There are basically three stages in the evolution of Alzheimer’s disease
- Early (mild) stage. This phase is characterized by the patient forgetting everyday things such as appointments, family names, paying bills, etc. They tend to experience mood swings and can get angry when they realize their mistakes. They also tend to withdraw into themselves and become less sociable. In addition, they start to experience communication problems. For example, they can’t find the right words or are unable to follow a conversation well. In general, in this phase, the patient is still well, continues to reason adequately, and can go about their daily life, including working, without problems.

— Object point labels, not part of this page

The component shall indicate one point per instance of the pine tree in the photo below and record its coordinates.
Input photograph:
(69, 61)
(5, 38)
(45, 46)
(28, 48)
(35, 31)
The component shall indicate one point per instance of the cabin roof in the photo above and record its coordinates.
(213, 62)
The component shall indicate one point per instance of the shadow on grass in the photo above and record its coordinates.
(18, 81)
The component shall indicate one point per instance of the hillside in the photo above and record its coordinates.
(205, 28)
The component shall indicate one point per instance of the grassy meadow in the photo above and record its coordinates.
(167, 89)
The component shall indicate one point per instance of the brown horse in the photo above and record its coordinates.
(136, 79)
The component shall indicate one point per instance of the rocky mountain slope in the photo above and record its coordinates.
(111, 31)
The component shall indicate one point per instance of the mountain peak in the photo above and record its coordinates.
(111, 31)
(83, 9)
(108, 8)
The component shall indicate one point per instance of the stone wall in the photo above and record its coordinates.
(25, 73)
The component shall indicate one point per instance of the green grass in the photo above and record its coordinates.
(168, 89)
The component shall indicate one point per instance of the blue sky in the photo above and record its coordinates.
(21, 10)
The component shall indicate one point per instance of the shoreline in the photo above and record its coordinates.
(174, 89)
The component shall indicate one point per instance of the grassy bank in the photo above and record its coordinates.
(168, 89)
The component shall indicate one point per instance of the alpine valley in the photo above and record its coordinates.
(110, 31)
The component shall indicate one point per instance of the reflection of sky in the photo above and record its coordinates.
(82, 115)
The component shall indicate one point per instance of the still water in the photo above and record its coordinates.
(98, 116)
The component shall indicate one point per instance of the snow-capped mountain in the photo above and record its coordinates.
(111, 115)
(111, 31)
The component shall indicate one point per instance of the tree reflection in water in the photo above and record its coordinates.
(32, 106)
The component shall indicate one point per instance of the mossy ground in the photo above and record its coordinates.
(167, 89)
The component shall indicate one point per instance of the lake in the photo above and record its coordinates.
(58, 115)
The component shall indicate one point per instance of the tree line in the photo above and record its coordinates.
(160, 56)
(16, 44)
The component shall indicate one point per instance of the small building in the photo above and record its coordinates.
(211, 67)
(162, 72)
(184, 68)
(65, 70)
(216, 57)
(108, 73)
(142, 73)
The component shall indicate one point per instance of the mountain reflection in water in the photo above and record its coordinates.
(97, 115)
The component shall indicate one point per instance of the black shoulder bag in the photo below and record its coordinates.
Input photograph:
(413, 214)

- Middle (moderate) stage. In this phase, the person suffers a strong deterioration in memory. They forget recent events and, although they remember the past, sometimes they don’t manage to place events in the right order. They often ask about dead relatives and they experience hallucinations and certain fears. They’re also usually aggressive. They speak increasingly less, have a reduced vocabulary, and tend to repeat the same phrases. In addition, they have difficulty coordinating their movements such as fastening buttons and holding cutlery. They often fall and bump into things. In fact, their daily life becomes more and more difficult.
- Late (severe) stage. In this phase, the patient is totally dependent on the people who care for them. They’ve completely lost their memory and can’t differentiate between the past and the present. They don’t recognize their children, spouse, or the rest of their family. Their moods are extremely unpredictable. They no longer speak, they just babble unintelligibly. Furthermore, they’re unable to do anything. In fact, most of their time is spent in bed.
Going to the doctor as soon as possible is essential. In this way, the appropriate guidelines can be followed regarding the sufferer’s loss of autonomy. Appropriate treatment can also be selected. Furthermore, the relatives should be given as much information as possible, both on the prognosis and the evolution of the illness, and the habits or recommendations they should follow.
Advice for dealing with an Alzheimer’s sufferer
- Stick to the same routine with them.
- Don’t scold them.
- Don’t take anything they say or do the wrong way. Their mistakes are the product of their illness.
- Never argue with them. Try to stay calm.
- Praise them for their achievements. Encourage and teach them but never embarrass them. Help them with their self-esteem. For example, leave them a small amount of money for them to manage, and involve them in family meetings and conversations, etc.
- Let them adopt their own rhythm.
- Show them affection.
Look after yourself
It’s extremely important that you’re aware that, if you’re the relative in charge of a person with Alzheimer’s, you must take care of yourself.
Therefore, lean on the people around you. Talk about how you feel and how their illness is affecting you and allow yourself to have some free time. These measures are essential. Remember that, if you have to be their support, you must also be healthy.
There’s no clear answer to date as to whether Alzheimer’s can be prevented or not. However, physical exercise and diet, maintaining social ties and intellectual mental activity can, in some cases, help delay the onset and progresion of the disease.